Claire Wright, head of evidence and policy at the Meningitis Research Foundation, said parents should think of septicemia as blood poisoning caused by the same bacteria as meningitis.
She added: “Every day we support people dealing with the life-changing impact of meningitis and septicaemia, from deafness, to limb loss, to epilepsy or long-term memory problems.
“However, the bacteria that trigger these diseases can be defeated in our lifetime through better vaccine development, availability and uptake, improved diagnostic tests and by knowing when to get medical help.
“It’s also important to remember that meningitis and septicemia are more than just a rash, which doesn’t always appear.
“This survey tells us that not enough parents are aware of some of the other signs to look out for.
“We want to change that, so that more lives can be saved.”
Conducted by YouGov, the survey also found that more than three-quarters of parents (78 per cent) knew that meningitis, which is caused by bacteria that infect the lining around the brain and spine, is life-threatening and can be fatal within 24 killing hours.

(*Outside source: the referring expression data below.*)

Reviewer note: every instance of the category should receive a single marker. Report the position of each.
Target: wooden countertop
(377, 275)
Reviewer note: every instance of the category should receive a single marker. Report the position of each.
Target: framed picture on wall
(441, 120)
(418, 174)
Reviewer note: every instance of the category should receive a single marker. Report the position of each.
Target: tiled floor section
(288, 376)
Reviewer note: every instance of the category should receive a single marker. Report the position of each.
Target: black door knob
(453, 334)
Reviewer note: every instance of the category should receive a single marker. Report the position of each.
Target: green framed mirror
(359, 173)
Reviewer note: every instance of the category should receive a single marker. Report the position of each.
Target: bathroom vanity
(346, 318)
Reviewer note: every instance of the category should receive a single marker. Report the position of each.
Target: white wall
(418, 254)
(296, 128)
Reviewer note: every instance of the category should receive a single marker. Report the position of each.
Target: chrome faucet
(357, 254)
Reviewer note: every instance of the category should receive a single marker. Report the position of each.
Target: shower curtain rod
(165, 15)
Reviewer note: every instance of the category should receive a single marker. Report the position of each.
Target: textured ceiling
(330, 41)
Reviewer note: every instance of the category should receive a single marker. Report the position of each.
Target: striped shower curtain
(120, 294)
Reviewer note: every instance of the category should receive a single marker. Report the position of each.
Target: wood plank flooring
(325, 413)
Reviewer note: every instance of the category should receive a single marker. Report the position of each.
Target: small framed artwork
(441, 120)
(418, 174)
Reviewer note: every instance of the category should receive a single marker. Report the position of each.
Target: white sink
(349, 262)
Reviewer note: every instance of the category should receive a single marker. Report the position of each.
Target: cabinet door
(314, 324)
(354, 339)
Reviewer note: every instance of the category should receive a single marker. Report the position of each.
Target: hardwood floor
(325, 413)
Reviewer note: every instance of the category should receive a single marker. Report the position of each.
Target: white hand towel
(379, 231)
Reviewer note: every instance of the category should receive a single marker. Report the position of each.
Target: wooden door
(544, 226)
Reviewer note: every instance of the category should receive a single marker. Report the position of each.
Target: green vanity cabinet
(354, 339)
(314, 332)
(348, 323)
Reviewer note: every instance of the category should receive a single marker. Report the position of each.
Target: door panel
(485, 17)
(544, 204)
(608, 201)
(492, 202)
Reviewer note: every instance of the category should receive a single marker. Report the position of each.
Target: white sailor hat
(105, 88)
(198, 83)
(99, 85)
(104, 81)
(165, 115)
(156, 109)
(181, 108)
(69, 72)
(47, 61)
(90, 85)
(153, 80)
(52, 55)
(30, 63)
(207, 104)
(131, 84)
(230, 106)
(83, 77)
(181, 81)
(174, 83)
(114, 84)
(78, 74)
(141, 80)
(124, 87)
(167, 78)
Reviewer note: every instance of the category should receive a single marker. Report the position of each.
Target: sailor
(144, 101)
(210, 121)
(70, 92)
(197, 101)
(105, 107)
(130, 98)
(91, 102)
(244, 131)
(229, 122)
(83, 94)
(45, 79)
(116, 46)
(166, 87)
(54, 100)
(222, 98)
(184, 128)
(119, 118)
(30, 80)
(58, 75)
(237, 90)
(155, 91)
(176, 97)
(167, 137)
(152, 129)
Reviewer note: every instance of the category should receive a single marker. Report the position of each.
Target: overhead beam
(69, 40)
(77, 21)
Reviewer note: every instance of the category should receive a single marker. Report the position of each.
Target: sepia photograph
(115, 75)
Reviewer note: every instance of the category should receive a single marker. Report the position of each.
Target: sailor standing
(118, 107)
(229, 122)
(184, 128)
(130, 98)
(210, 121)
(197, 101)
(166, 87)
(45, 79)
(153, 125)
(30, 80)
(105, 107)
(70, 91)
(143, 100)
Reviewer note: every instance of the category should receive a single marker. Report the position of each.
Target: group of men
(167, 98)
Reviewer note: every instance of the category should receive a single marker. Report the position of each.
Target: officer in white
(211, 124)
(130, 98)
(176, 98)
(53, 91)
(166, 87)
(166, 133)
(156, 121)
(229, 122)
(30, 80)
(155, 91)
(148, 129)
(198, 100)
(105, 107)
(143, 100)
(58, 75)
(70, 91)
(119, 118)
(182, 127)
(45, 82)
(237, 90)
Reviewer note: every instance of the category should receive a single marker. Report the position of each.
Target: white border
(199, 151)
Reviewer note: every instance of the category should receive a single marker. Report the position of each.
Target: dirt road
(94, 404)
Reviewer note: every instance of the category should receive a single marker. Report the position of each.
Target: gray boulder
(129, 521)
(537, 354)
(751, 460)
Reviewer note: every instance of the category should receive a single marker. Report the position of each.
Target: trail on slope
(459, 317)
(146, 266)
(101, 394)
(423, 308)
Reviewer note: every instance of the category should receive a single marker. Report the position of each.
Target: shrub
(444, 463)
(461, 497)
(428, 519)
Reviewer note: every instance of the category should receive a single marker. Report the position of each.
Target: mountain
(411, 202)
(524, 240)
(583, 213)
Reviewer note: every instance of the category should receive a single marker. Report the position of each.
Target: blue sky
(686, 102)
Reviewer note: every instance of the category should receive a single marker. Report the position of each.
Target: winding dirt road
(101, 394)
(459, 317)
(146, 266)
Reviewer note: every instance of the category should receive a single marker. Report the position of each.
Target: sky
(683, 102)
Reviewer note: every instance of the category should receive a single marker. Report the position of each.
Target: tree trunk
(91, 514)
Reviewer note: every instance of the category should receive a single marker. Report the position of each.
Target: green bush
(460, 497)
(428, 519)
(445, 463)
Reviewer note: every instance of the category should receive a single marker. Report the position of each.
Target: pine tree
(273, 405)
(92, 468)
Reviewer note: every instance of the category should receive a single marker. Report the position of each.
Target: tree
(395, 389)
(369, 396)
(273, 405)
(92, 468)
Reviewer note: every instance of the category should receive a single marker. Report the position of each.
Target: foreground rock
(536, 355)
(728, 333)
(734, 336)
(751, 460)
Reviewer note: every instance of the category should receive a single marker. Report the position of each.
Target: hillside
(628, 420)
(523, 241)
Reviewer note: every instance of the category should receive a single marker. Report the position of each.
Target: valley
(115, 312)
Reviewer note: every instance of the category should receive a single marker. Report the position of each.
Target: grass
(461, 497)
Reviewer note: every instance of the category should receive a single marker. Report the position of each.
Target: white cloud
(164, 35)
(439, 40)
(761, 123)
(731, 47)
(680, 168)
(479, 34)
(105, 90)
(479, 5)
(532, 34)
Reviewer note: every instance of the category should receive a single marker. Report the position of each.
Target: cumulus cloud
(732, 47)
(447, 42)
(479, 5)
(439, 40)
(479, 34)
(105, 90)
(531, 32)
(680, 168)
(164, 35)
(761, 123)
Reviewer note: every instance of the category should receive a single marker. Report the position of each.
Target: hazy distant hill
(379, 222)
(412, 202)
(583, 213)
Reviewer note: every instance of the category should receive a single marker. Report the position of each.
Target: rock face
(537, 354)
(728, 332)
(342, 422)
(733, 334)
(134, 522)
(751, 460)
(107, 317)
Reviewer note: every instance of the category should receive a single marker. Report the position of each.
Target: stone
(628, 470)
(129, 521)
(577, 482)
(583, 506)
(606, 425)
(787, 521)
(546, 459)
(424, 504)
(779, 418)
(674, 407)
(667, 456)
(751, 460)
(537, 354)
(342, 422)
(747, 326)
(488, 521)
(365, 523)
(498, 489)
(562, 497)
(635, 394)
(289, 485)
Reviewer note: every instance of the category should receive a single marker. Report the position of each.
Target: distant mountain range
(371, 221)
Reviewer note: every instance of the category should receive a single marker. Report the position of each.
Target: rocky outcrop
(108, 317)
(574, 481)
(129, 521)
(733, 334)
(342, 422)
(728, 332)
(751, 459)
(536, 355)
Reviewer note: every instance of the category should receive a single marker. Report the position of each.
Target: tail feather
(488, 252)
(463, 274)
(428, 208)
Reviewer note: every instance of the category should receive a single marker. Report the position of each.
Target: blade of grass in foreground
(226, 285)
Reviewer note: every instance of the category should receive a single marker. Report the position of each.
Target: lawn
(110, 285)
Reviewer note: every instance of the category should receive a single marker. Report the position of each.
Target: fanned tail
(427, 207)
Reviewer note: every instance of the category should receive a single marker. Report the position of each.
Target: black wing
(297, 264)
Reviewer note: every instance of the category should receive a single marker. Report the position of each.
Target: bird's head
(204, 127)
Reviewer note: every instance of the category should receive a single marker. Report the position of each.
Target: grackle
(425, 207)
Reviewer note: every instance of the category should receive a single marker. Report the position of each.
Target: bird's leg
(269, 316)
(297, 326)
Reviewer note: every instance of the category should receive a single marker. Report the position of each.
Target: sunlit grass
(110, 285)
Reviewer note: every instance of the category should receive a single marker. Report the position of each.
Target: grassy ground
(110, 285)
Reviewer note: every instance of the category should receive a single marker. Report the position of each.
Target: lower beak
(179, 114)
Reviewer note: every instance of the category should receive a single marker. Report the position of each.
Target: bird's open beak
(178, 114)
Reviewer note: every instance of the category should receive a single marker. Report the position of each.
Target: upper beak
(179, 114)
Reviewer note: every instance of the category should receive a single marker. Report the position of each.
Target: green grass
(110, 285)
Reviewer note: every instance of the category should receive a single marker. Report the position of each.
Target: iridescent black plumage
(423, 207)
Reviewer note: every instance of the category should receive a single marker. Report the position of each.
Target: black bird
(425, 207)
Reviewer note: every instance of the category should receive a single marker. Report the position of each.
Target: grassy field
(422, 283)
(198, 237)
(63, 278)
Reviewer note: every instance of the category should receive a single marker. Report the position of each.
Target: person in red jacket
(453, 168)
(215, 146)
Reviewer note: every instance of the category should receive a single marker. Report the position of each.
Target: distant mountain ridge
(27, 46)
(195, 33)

Most understood that the bugs could cause a rash and most knew that if you have meningitis, you can struggle with bright lights.
However, many parents were less aware of other symptoms.
Those that are usually associated with septicemia, such as cold and trembling feet – were recognized by less than a third of the parents.
Meningitis: The signs you need to know
The symptoms of meningitis develop suddenly and include:
- A high fever above 37.5 degrees – the average human temperature
- be sick
- pain head
- a spotty rash that does not disappear when a glass is rolled over it
- stiffness, especially in the neck
- sensitivity to bright light
- drowsiness, irritability or lack of energy
- cold hands and feet
The classic rash associated with meningitis initially looks like small, red pinpricks.
But it will spread over the body and turn into red or purple spots.
If you press the side of a glass firmly against the skin where the rash is and it does not go away, it is a sign of blood poisoning and you should get medical help immediately.
Approximately 33 percent also did not realize that rapid breathing or panting was a sign, with 43 percent also not knowing that mottled skin was an indicator of disease.
Parents had some awareness of other signs of meningitis, such as a stiff neck and a severe headache.
The survey found that 69 percent of mothers could recognize at least half of the symptoms, compared to 33 percent of dads.
Just 15 percent of dads didn’t know any of the signs, compared to four percent of mums.
One father, whose little boy contracted meningitis in December 2021, said this lack of knowledge ‘must change’.
James Vincent said he had little understanding before his son George, 3, contracted meningitis.
The 41-year-old said he suffered from symptoms including fever, loss of appetite and lethargy.
James, who lives in Barrowash, Derbyshire, added: “I didn’t know anything about meningitis.
“I knew something about a rash and a glass, but George didn’t have those symptoms and there are so many more, but often people are not aware of them.”
Since his bout with meningitis, little George has suffered from hearing loss and is currently on the road to recovery.